Ontario’s plan requires more taxpayer dollars and uses them to subsidize companies’ emissions reductions.

Conservative ethos scorecard update:

Cap-and-trade: 2

Environment Plan: 0

Driving innovation

Under a cap-and-trade approach, there is a built-in incentive for businesses to innovate, since the more emissions a business abates, the cheaper the operation becomes. Ontario’s new approach is in direct contradiction to this approach.

Other governments, including Australia, have tried plans similar to Ontario’s new policy with little evidence of success. Often the subsidies are instead “politically captured” by existing influential interests: Innovation gets stifled as powerful and well-established firms or sectors lobby and attract subsidies, which in turn limits the opportunity for smaller, more transformative organizations to grow.

And where is the incentive to do anything now? Why not keep emitting so you can qualify for a subsidy the next year?

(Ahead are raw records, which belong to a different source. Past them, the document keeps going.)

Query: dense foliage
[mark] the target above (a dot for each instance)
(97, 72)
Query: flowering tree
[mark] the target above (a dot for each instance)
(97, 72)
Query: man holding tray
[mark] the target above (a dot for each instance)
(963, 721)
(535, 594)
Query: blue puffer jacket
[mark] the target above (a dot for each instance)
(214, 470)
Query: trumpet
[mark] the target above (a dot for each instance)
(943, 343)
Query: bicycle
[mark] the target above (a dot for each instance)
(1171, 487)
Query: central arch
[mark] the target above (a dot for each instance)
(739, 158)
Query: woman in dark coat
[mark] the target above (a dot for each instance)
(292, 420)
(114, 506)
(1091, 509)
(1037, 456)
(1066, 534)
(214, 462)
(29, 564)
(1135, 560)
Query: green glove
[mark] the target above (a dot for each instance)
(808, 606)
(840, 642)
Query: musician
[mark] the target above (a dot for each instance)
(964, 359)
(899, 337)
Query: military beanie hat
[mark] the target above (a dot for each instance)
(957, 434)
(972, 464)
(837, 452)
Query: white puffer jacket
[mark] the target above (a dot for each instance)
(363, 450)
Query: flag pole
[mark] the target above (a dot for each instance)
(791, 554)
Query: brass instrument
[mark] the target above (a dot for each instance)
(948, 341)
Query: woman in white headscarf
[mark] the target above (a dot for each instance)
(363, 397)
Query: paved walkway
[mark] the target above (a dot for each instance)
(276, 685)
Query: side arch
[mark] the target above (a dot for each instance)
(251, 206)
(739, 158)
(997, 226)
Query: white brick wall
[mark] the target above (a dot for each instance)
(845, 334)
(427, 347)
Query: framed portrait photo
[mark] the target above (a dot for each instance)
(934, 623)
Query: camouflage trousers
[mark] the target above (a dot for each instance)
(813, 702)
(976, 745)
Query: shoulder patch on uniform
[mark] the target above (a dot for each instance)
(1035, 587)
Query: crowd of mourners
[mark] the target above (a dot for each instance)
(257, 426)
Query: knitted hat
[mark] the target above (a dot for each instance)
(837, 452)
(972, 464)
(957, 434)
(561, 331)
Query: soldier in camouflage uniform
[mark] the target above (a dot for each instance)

Ontario’s plan may not drive innovation or allow businesses to set their own path forward, free from government intervention.

Conservative ethos scorecard update:

Cap-and-trade: 3

Environment Plan: 0

Move towards the middle

Cap-and-trade may not be the final answer of how we solve climate change, but it represents a much cheaper and more market-friendly option than the current proposal.

Now comes the hard part for supporters of Premier Doug Ford’s Ontario Government: the cap-and-trade approach also better reflects conservative ethos.

The coming weeks will be an interesting time for the Ford government. Its newly announced plan to fight climate change will substantially grow the size of the Ontario government compared to Liberal scheme they scrapped.

The previous Ontario government embraced a somewhat conservative ethos to implement a market-based cap-and-trade program. Essentially, this was a move to the centre. As Ford attempts to distance his government the Liberals, he has actually moved further left from the traditional conservative ethos.

One thing is for sure. If we are to really address all of the environmental issues outlined in the Made-in-Ontario Plan, each of us, regardless of our political stripes, needs to work together.